Hand dipped beeswax tapers

Beeswax ornaments


Tea lights

     The bee store doesn't make much money doing the candles, but it comes at a slow time of year.  Its good to stay busy at this time of year and anything that brings in a little revenue is nice. In past years, I've used the extra candles from the classes to stock the bee store with candles.  This year, the students have purchased almost all of the candles we have made in class. Consequently, I've had to spend more time at work pouring candles.  I don't know how many candles I can sell at the store, but I know I can't  sell them if I haven't made them.  I usually pass on to the customers a favorite quote from Jonathan Swift; the one where he refers to honey and beeswax as the gifts of  "sweetness and light".

    I have to admit that I really enjoy making candles and playing with the beeswax.  Our primary source of beeswax is cappings that we purchase from some local Ukrainian commercial beekeepers.  I have a cappings melter that does a pretty good job rendering the beeswax. Last year we rendered over three hundred pounds of beeswax.  I say we, but really my minion Quentin did most of the work rendering the wax.  I personally have twelve beehives and I only got about three pounds of beeswax from my own hives. My preferred way to render beeswax is to use a solar wax melter. Cappings wax done in a solar wax melter turns out a light cream color as opposed to the yellow wax we get from the water jacket cappings melter.  The big problem with that is we only have about six weeks during the year when it is sunny enough and warm enough for my solar wax melter to work.  Also we have more time to fool with rendering beeswax in November and December.  Hence most of our beeswax is done with the water jacket cappings melter.

Sunday, December 15, 2013

French Christmas Carols

    I've been working on learning French for the past year or so.  This is partly to atone for the only D grade I ever received in my life which was in first year French in the eighth grade. The reason for my poor grades in French are pretty obvious to me now. At the time I had little or no understanding of English grammar and I had very poor study habits.  I was smart, a good reader, and was able to get by just fine in most classes without putting in much effort. Foreign languages on the other hand, were not like most other classes. They require diligent study and consistent effort. I'm sure my high school French teacher would have never believed that I would ever learn any foreign language, let alone two. I'm sure she also would never have picked me as a likely candidate to become a professional linguist. So here I am with a moderate fluency in Italian and Russian, along with a smattering of German and French.
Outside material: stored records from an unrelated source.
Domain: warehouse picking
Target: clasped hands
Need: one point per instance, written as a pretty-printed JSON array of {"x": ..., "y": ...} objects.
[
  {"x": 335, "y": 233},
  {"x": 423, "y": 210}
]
     Last week, as part of my continuing efforts to learn French, I decided to learn some Christmas carols in French. Songs can really stick in our brains. I can still remember a children's song from first year French class, "Sul La Pont d'Avignon".  If a "D" student can still remember a French children's song after 40 years that shows what a powerful memory tool music can be.  I picked three carols to learn this month,  "Angels We Have Heard on High "(Les Anges Dans Nos Campagnes), "Oh Christmas Tree" (Mon Beau Sapin), and one that we don't appear to sing in English called "Il Est Ne Le Divin Enfant".  At least I haven't found an English version of that carol yet.  I found a number of helpful YouTube videos that included the lyrics of each carol.  I just looked up Christmas carols in French and found lots to chose from.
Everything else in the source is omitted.